Eventually after our man has nipped out for a loaf of bread, he beckons us into a small room. It is bare and scruffy with a rather superfluous computer monitor on the desk. He lights a cigarette and proceeds to leaf ever so slowly through a pile of crime reports. Unsurprisingly, none of them refers to our incident. The chance of the paperwork getting to the station before us was always infinitesimal. We try to tell him the police came at 1am – he is convinced we are saying they came for an hour. His English is good enough to tell us that his English is not good enough to fill in a crime report.  He could fill out a form for a fight but not for a robbery. As he says “fight” he shadow boxes playfully. A picture paints a single word.

So we need a translator, he tells us. He takes us back into the room where the policemen had breakfast. There must be about 10 people in there now, all of them animated. Clearly the day of law-keeping us well under way. He has a translator on a phone. It is a relief to speak to someone who can speak English. He can be with us in 10 minutes and it will cost is 80 euros. Clearly crime does pay. I cynically wonder what percentage goes to the policeman’s pizza fund. I tell him we may get back to him tomorrow. We need to contact the insurance company first. And besides we have no money. Always a good place from which to negotiate.

And so we returned home. Later that morning TJ came along. He would have come last night but he was drunk and didn’t want to get in trouble with, well, the police. He rings the owner of our property – who I had already texted – and tries to persuade him to add some better security to that particular door. More revenue from crime. Either way the door will need fixing. TJ explained that the property next door had been broken into 3 times.

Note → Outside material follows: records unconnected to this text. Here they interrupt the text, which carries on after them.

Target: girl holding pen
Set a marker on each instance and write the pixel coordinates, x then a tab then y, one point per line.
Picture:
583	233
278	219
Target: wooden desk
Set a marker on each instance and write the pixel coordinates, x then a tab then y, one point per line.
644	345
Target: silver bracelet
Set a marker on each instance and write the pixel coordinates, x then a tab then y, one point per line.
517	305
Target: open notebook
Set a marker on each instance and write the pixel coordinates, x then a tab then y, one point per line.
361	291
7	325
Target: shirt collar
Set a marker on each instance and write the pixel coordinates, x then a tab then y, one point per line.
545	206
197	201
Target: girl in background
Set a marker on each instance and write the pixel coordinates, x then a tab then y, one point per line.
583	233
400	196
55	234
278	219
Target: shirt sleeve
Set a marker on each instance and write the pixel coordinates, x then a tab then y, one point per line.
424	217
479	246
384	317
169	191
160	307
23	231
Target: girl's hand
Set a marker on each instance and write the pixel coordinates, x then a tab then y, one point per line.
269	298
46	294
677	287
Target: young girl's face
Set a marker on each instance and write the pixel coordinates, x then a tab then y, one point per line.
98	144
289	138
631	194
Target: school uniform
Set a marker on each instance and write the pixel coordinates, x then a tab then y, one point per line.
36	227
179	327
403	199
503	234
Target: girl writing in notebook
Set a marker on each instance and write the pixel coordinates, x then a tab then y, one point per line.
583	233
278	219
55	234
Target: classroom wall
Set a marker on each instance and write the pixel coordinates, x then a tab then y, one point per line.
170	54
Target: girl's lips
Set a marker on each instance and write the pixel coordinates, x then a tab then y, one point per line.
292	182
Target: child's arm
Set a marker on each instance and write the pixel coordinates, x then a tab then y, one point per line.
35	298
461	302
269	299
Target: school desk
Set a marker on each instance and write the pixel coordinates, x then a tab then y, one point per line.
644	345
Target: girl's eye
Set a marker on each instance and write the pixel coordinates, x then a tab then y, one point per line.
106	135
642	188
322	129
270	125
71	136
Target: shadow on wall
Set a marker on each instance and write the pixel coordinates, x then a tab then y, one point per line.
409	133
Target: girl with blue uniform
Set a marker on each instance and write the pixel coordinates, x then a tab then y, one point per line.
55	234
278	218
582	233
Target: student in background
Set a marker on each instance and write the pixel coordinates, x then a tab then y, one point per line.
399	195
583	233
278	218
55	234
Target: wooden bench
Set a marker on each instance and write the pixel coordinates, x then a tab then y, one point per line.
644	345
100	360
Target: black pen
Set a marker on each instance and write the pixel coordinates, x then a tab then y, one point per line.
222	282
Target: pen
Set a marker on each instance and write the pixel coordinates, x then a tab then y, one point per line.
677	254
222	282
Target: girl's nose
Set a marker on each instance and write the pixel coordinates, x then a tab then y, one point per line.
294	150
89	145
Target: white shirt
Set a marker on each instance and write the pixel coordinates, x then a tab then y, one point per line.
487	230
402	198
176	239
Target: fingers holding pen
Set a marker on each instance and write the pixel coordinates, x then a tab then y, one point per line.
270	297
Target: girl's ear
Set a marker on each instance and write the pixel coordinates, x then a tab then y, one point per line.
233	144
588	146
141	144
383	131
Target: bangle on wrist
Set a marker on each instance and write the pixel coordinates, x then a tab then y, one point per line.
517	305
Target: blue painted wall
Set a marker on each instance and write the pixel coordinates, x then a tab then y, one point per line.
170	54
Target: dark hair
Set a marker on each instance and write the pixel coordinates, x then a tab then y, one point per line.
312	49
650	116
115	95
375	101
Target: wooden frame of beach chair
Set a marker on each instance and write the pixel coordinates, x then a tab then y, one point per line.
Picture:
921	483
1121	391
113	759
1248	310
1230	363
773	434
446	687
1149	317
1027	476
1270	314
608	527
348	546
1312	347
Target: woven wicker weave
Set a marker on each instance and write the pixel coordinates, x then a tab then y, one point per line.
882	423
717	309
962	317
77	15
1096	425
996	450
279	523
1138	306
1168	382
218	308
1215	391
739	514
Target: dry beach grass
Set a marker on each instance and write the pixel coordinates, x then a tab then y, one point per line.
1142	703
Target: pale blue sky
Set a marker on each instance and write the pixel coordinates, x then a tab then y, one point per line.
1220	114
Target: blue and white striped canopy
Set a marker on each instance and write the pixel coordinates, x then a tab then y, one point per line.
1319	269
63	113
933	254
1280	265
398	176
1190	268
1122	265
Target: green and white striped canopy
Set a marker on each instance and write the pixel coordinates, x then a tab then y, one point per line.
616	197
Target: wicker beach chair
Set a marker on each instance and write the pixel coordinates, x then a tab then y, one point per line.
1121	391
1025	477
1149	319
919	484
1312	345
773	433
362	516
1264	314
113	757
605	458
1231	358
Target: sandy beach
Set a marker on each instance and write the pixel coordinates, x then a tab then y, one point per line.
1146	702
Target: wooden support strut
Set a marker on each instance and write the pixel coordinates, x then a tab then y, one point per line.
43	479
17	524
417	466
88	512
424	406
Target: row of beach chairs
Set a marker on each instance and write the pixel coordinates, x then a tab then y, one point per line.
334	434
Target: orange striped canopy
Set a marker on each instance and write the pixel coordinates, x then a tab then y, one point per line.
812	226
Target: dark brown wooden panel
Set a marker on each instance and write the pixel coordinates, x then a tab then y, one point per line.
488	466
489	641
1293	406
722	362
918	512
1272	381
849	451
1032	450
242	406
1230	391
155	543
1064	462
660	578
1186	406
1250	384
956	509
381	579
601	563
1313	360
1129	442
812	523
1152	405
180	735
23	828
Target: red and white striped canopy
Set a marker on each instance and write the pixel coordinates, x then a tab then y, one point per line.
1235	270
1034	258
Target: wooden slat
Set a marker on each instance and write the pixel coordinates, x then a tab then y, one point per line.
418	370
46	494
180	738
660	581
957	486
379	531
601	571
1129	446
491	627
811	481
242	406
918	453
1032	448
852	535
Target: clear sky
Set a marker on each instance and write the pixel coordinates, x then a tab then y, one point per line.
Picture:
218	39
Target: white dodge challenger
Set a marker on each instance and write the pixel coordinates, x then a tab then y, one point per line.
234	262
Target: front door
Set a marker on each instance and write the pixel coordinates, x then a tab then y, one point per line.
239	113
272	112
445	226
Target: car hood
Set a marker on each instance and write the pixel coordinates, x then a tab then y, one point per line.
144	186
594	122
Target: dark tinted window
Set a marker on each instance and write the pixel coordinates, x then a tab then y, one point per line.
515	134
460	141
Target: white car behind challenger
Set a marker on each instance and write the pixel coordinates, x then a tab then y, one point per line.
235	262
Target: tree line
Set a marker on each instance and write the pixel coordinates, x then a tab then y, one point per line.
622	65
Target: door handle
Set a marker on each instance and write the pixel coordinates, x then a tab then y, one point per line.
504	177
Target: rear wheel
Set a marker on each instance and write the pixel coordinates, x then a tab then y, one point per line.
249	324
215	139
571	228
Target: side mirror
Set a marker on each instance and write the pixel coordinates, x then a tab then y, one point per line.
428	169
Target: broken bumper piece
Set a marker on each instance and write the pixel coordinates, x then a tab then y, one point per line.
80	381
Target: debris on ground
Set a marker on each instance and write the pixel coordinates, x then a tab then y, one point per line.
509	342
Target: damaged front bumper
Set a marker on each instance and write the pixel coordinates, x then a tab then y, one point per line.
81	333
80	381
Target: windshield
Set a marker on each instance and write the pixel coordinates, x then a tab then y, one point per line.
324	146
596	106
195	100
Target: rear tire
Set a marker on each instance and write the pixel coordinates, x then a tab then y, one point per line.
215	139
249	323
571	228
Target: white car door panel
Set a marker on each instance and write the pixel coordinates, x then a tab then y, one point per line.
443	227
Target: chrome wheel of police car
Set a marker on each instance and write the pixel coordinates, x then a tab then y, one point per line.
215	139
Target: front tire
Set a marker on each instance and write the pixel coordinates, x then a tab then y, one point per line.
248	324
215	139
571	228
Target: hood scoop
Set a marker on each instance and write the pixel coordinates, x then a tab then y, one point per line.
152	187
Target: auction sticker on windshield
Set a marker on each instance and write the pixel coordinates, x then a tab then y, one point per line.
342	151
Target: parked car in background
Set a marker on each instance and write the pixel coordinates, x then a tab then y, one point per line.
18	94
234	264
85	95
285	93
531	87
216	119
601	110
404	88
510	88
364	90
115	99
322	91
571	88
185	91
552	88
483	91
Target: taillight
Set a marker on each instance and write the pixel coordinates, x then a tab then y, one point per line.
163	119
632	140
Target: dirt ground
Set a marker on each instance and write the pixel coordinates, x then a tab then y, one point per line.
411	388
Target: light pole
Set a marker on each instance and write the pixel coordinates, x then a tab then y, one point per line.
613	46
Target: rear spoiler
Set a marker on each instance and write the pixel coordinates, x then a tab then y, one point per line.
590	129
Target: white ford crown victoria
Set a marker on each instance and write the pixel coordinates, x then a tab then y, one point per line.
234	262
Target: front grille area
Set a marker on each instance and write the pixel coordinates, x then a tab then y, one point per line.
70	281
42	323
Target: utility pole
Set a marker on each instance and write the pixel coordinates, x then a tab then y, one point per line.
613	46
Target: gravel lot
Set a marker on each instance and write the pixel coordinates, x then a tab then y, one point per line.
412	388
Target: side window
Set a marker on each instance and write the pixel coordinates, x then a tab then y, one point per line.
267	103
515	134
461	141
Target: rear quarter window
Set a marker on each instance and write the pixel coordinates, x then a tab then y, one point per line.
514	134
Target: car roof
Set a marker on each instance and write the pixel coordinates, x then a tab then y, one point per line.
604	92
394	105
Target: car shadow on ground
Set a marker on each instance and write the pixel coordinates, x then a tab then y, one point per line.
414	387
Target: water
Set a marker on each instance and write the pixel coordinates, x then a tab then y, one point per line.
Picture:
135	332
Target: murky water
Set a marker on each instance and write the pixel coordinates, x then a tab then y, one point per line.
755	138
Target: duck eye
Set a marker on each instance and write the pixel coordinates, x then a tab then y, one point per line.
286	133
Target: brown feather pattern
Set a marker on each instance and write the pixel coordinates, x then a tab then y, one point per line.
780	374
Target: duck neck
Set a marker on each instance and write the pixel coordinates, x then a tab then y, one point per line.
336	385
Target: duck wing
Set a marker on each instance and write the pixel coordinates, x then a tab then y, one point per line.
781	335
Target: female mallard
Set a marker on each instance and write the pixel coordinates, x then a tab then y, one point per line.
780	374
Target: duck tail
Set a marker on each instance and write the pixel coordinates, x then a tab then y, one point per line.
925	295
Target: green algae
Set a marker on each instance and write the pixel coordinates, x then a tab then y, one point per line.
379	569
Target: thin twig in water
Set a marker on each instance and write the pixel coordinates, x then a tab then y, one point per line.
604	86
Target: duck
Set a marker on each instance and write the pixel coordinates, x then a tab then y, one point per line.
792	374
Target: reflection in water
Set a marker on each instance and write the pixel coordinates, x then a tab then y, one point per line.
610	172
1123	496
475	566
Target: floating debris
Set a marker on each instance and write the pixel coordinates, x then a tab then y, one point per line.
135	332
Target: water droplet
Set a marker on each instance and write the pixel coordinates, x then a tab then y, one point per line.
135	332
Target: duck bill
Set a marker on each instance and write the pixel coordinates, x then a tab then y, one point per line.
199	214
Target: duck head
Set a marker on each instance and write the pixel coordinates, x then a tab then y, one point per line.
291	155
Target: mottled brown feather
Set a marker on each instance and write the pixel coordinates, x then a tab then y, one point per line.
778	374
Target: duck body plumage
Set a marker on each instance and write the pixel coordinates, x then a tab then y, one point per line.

Had we known this beforehand we would have been extra vigilant. We make a point of telling our neighbours.

Last night, my son slept in a different room. Tomorrow we hope the door will be fixed and he can return downstairs. TJ will drive us back to the police station in the morning and help us fill in the report, without the need for a translator. There is a risk that the police will not give us a crime report if the value of the stolen goods is over a certain amount. It will need to go into some opaque Turkish legal process. Apparently previous tourists have exaggerated their claims to include, for example, a selection of jewellery that one would never take on holiday. Hopefully they won’t query our claim and in the end no damage will have been done.

We doubt the police will find anyone. There are fingerprints, CCTCV cameras, possible witnesses, goods with serial numbers to be traced. But one doubts they will bother or be sufficiently organised to pull together such an investigation. At least not without another decent breakfast..

  4 comments for “Turkish Delights – Day Three: Crime and Nourishment

  1. July 14, 2013 at 3:22 pm

    So sorry to read of this, Dave – I’d been so encouraged by the previous tip-off about visas! Is there anything we can do from here?
    Do hope you get sorted practically and that a sense of peace returns so you can enjoy your break.
    Simon

  2. jacky crown
    July 14, 2013 at 4:55 pm

    Sorry to hear about this – but it as made for interesting reading!